What are the main changes proposed by the LGA?

They want to have access to a wider range of taxes and charges so that more is raised locally and less has to come from the government.

It would mean reversing the current position where councils depend on government for 75% of their funding and raise only a quarter locally.

Their proposals include:

  • reforming the property-based council tax to make it fairer - for instance by adding more price bands at the top and bottom to reflect a wider range of values. It would mean those living in the most expensive houses paying more than at present.

  • returning the business rates - set by the government since 1990 - to local control. This would restore the imbalance in central/local funding to something like 50/50, but business bosses are fiercely opposed.

  • replacing most of the government grant with a guaranteed slice of national income tax, or even going for a local income tax set locally.

  • drawing on other revenue sources such as tourist taxes, congestion charges, etc.

    Why are these changes being proposed?
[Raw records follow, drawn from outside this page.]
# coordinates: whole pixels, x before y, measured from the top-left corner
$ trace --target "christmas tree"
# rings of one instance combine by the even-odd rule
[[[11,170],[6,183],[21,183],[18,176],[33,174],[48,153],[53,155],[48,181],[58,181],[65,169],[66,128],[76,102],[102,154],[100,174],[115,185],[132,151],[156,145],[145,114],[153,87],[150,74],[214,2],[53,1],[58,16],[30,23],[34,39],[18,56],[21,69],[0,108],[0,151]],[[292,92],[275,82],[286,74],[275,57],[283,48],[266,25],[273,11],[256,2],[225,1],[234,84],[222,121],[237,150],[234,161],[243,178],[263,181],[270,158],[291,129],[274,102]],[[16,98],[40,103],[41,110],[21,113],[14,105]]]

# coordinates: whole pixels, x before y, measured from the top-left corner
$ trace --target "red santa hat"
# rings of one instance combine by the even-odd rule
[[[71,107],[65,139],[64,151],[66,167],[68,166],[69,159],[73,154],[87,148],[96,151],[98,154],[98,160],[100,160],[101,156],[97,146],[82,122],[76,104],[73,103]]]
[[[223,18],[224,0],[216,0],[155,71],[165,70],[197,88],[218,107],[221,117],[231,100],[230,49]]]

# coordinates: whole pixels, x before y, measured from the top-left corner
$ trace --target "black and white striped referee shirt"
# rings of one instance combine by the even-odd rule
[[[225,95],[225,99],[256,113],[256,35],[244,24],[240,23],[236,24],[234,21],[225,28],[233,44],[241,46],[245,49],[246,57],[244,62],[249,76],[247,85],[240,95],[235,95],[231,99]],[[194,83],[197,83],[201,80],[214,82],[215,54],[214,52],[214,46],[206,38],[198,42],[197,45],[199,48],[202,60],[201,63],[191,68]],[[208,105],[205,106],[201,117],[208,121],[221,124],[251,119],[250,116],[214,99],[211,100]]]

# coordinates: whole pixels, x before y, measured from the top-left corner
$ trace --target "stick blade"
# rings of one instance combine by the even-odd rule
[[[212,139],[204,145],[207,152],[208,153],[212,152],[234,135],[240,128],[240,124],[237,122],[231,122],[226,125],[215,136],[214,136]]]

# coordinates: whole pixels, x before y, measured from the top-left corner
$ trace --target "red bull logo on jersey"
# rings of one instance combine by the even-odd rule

    It has become clear that the level of council tax is reaching the limit of public acceptability.

    Last year the average rise in England was 12.9% - the highest since council tax replaced the hated poll tax 11 years ago.

    Pensioners and others on low or fixed incomes have been worst hit - and are making the most noise - but there are plenty of grumbles from better off householders too.

    A recent report by the Audit Commission said the whole local government finance system was "fundamentally flawed", so it is not a question whether there is change, but when.

    What would this mean for residents?

    The LGA report echoes other studies that suggest increasing the number of property price bands council tax is based on. At the moment, the top band covers all homes worth more than 320,000. That means someone in a house worth 350,000 pays the same as someone in a mansion worth several million.

    Adding more bands, particularly above the top level but also leading up to the lowest level - currently 40,000 - would make the tax more progressive.

    How is central government likely to view these proposals?

    A government review of council funding, chaired by the local government minister Nick Raynsford, will publish its findings on these and other options in the summer.

    Ministers are being extremely cautious about change because of what happened when the Tories replaced the old rates with the poll tax.

    They also know that whatever change you make you will create winners and losers - and it is the latter who will make the most noise.

    When could this new system come into being?

    Any major overhaul is unlikely before 2007. It makes sense to first wait for the long overdue revaluation of homes in England, which begins next year, updating the values last taken back in 1991. These new values will not be reflected in council tax bandings for another two years after that.